Member of Parliament
- In office 1562–1563
- Preceded by: George Bromley
- Succeeded by: Thomas Eyton
- Constituency: Much Wenlock
- In office 1547 – March 1553
- Preceded by: Thomas Wheeler
- Succeeded by: John Passey
- Constituency: Ludlow
- In office 1539–1542
- Preceded by: William Foxe
- Succeeded by: John Bradshaw
- Constituency: Ludlow

Personal details
- Died: December 1590
- Spouse(s): Elizabeth Crosby Catherine Leighton
- Children: 9

= Charles Foxe =

English politician (died 1590)

Charles Foxe (by 1516 – December 1590), of Bromfield, Shropshire and the Inner Temple, London, was an English politician.

==Family==
Foxe was the second of six sons of Ludlow MP, William Foxe.
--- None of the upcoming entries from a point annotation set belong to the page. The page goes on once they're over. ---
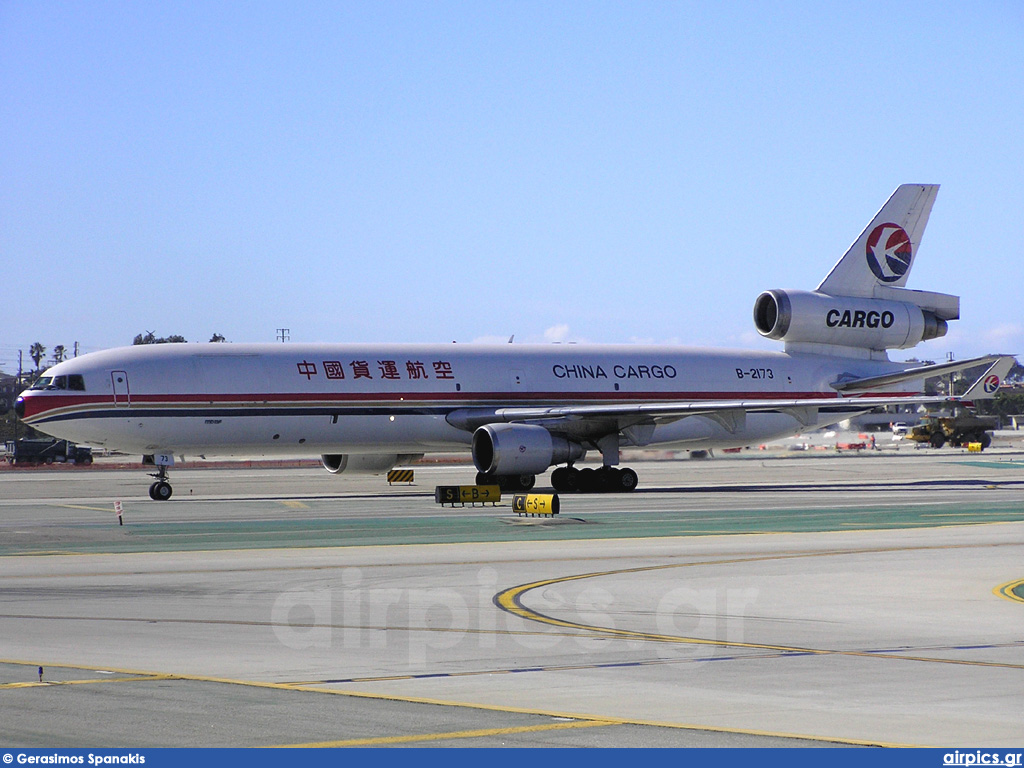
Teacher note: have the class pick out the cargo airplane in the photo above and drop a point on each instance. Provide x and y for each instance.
(523, 409)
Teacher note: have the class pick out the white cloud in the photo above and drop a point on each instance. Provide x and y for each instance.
(557, 333)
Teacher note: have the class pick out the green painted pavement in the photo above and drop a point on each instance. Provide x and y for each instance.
(309, 527)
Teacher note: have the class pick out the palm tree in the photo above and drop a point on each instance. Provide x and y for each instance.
(36, 351)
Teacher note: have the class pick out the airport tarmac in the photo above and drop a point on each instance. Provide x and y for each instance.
(793, 600)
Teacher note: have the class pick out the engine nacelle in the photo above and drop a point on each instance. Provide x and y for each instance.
(843, 321)
(366, 464)
(520, 450)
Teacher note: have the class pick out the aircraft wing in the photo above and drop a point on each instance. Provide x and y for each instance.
(589, 421)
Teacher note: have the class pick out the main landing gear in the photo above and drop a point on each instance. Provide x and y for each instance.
(588, 480)
(568, 480)
(161, 489)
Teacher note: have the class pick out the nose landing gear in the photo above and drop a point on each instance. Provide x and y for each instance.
(161, 489)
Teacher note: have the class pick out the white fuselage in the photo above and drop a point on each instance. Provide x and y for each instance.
(327, 398)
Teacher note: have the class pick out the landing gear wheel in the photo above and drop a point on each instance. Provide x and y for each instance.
(160, 491)
(587, 480)
(628, 479)
(560, 479)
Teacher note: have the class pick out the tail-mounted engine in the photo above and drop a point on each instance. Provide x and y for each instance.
(805, 316)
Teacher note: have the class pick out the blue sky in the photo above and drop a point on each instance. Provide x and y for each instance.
(439, 171)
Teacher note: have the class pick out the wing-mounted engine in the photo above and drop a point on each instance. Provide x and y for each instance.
(811, 317)
(520, 450)
(366, 464)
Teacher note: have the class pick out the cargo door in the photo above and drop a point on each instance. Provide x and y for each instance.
(122, 395)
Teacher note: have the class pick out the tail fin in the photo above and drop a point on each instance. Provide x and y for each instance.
(884, 253)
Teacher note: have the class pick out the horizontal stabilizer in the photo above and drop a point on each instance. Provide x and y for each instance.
(988, 383)
(922, 372)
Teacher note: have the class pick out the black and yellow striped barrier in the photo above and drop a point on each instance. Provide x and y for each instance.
(467, 495)
(544, 505)
(399, 475)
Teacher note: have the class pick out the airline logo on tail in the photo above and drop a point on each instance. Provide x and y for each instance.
(889, 252)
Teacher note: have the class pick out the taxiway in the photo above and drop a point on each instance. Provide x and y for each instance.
(868, 599)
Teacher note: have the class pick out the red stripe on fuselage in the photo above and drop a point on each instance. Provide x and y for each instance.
(39, 403)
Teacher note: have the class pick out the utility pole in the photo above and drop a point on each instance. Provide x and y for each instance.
(18, 387)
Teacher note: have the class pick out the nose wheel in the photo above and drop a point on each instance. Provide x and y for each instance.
(160, 491)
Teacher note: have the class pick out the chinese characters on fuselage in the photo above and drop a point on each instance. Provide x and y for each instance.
(388, 370)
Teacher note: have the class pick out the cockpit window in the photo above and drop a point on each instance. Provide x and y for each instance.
(74, 382)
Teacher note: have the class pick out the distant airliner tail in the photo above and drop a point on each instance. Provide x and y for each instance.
(884, 253)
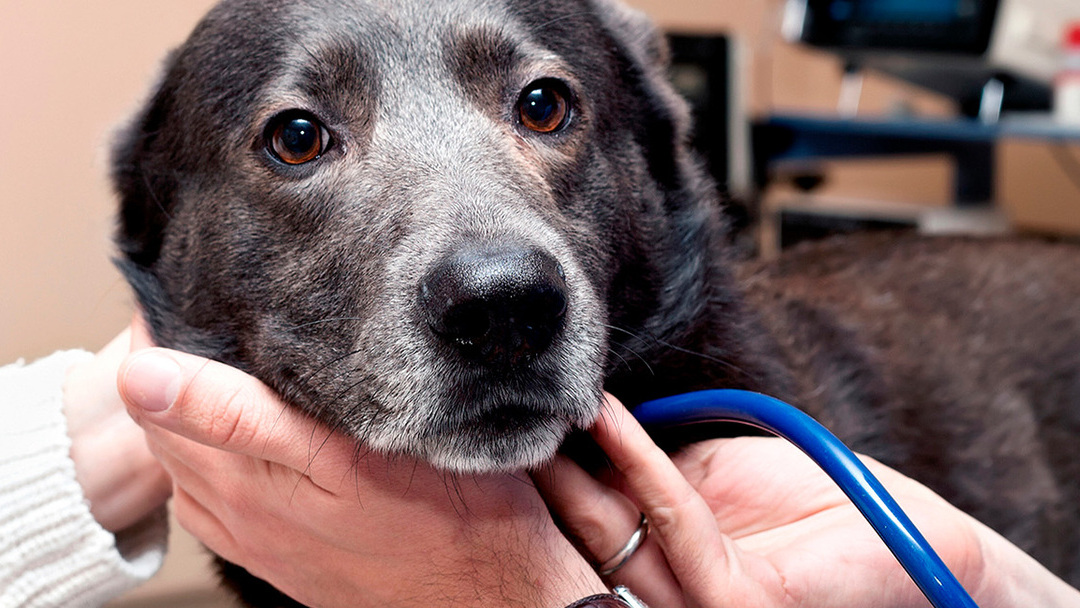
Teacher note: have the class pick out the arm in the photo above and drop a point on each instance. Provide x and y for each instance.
(53, 552)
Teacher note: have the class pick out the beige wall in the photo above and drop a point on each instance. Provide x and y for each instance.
(71, 71)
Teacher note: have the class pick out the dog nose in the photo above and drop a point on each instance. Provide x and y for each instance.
(496, 305)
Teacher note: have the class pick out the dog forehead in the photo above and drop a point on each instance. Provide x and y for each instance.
(392, 34)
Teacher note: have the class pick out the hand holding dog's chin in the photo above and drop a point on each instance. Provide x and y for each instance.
(328, 524)
(120, 478)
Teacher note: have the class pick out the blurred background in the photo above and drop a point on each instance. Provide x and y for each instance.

His brother, Edmund Foxe, also represented the constituency. Foxe married Elizabeth Crosby, by whom he had two sons and three daughters. His second marriage was to Catherine Leighton, daughter of Sir Edward Leighton of Shropshire, with whom he had three sons. Foxe also had an illegitimate son by an unknown mother.

==Career==
He was a Member (MP) of the Parliament of England for Ludlow in 1539, 1542, 1547 and March 1553, and for Much Wenlock in 1563.